Sunday, November 22, 2009

MICROSCOPIC WORLD

1st place: Water flea
This eerily beautiful image of a water flea with its bright green "crown of thorns" takes the top prize in the 2009 Olympus BioScapes competition. The exoskeletal crown helps protect the flea against predators. This image, created by University of Albrecht zoologist Jan Michels, reveals not only the exoskeleton but also interior detail - right down to the nuclei within its cells, seen as tiny, glowing blue dots.


2nd place: Plant cell nucleus
This second-place image from Berkeley's Chung-Ju Rachel Wang shows a ladderlike protein structure inside the nucleus of a corn plant cell. The structure, known as a synaptonemal complex, forms between pairing chromosomes during cell division. This may be the first-ever high-resolution 3-D image of this complex ever captured with light microscopy. The two parallel axes of this complex, which run the length of each chromosome, are seen as two threads spaced as little as 100 nanometers apart and twisting around each other in a helix.


3rd place: Microbial sex
This is a sequence of stills taken from a movie titled "Sexual Attraction in Spyrogyra." The movie, produced by the University of Melbourne's Jeremy Pickett-Heaps, depicts sexual reproduction in simple algae captured in time-lapse video over two hours. One cell becomes quite amoeboid as it squeezes through the narrow fertilization tube that the partner cells have just built between them. The movie won third place in the 2009 Olympus BioScapes contest.


4th place: Freshwater algae
The University of Washington's Charles Krebs used phase contrast microscopy to create this 100x image of freshwater algae (Haematococcus pluvialis). The species is known for its ability to synthesize a red pigment known as astaxanthin, which has powerful antioxidant properties. This picture won fourth place in the 2009 Olympus BioScapes competition.



5th place: Poisoned algae
This image, created by Skidmore College biologist David Domozych, shows one-celled Penium algae that are breaking apart after treatment with a microtubule poison known as oryzalin. The picture won fifth place in the 2009 Olympus BioScapes contest.



6th place: Man o' War tentacle
Notorious for its painful, powerful sting, the Portuguese Man o' War has a gas-filled floating chamber that supports tentacles with stinging cells. Here you can see the pink batteries of stinging cells and a delicate muscular band that is responsible for the high contractibility of the tentacles. The image by the University of Sao Paulo's Alvaro Migotto won sixth place in the 2009 Olympus BioScapes contest.



7th place: Brainbow
Long, slender nerve fibers known as axons cover the tail of a 3-day-old larval zebrafish in this "Brainbow" image, created using confocal microscopy. In the Brainbow technique, cells randomly pick up combinations of red, yellow and cyan fluorescent proteins so that they each glow in a particular color. This provides a way to distinguish between neighboring cells in the nervous system and follow their pathways. The image by Harvard's Albert Pan won seventh place in the Olympus BioScapes contest.

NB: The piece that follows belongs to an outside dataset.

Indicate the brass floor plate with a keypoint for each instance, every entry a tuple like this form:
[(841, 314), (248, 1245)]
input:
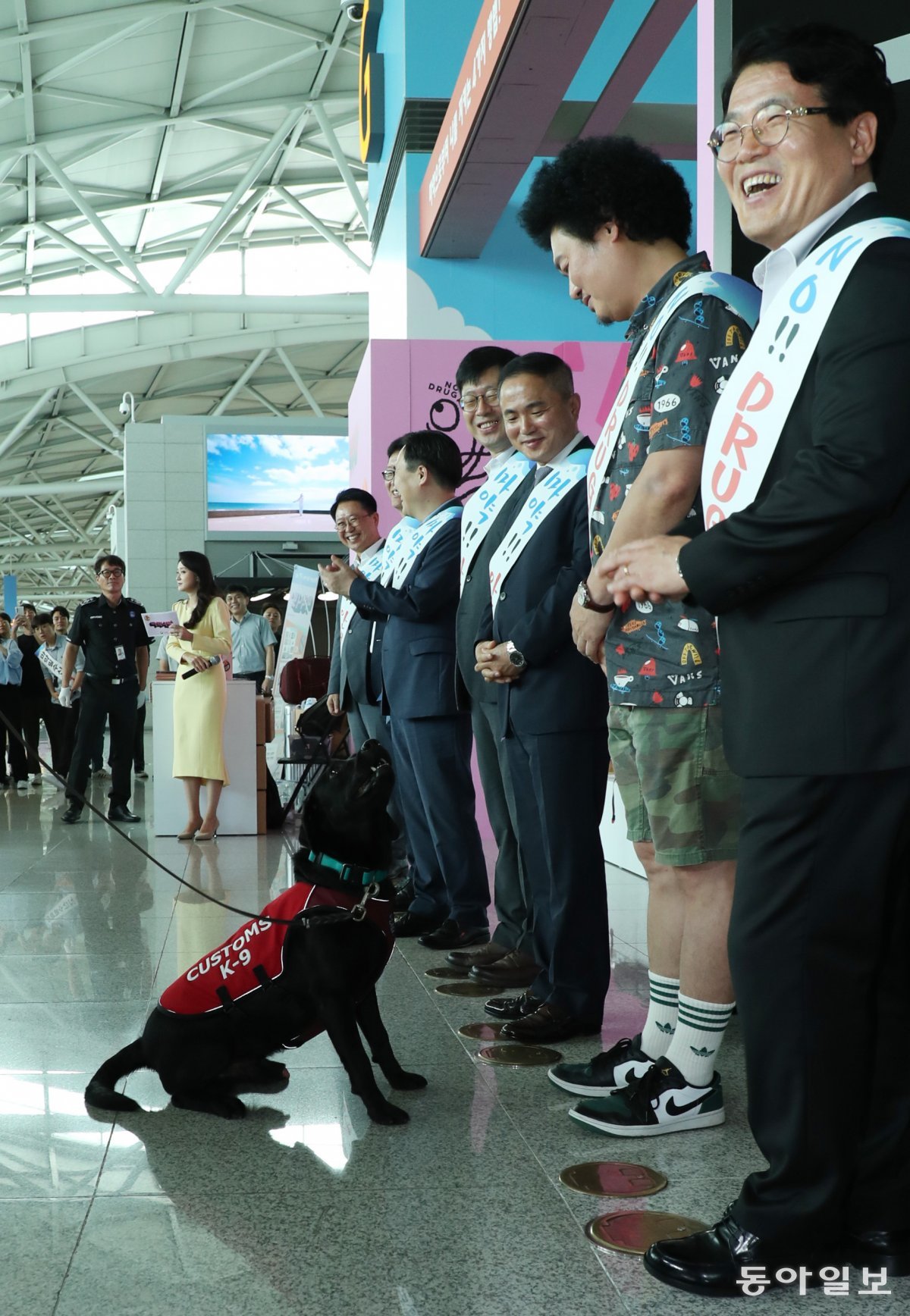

8th place: Uncommon flower
Heiti Paves, a researcher at Estonia's Tallinn University of Technology, used confocal microscopy to capture this uncommon image of a single Arabidopsis thaliana flower. Arabidopsis thaliana, also known as thale cress, is a common model organism in plant biology and genetics. The picture won eighth place in the 2009 Olympus BioScapes contest.



Ninth place: Salmon embryos
Haruki Fujimake of Mount Holyoke College in Massachusetts captured this colorful closeup of Atlantic salmon embryos from Bryant Pond, Maine. The image won ninth place in the 2009 Olympus BioScapes Digital Imaging Competition.



10th place: Neurons
The 2009 Olympus BioScapes Imaging Competition showcases microscopic photos and movies of life science subjects. This image by Gist Croft and Mackenzie Weygandt of Columbia University and Project ALS won 10th place in the contest. It shows motor neurons affected by amyotrophic lateral sclerosis, also known as Lou Gehrig's disease. To create these neurons, skin cells were taken from an 83-year-old ALS patient and reprogrammed to become induced pluripotent stem cells. Those cells were then transformed into neurons. Studying such neurons will help scientists combat ALS.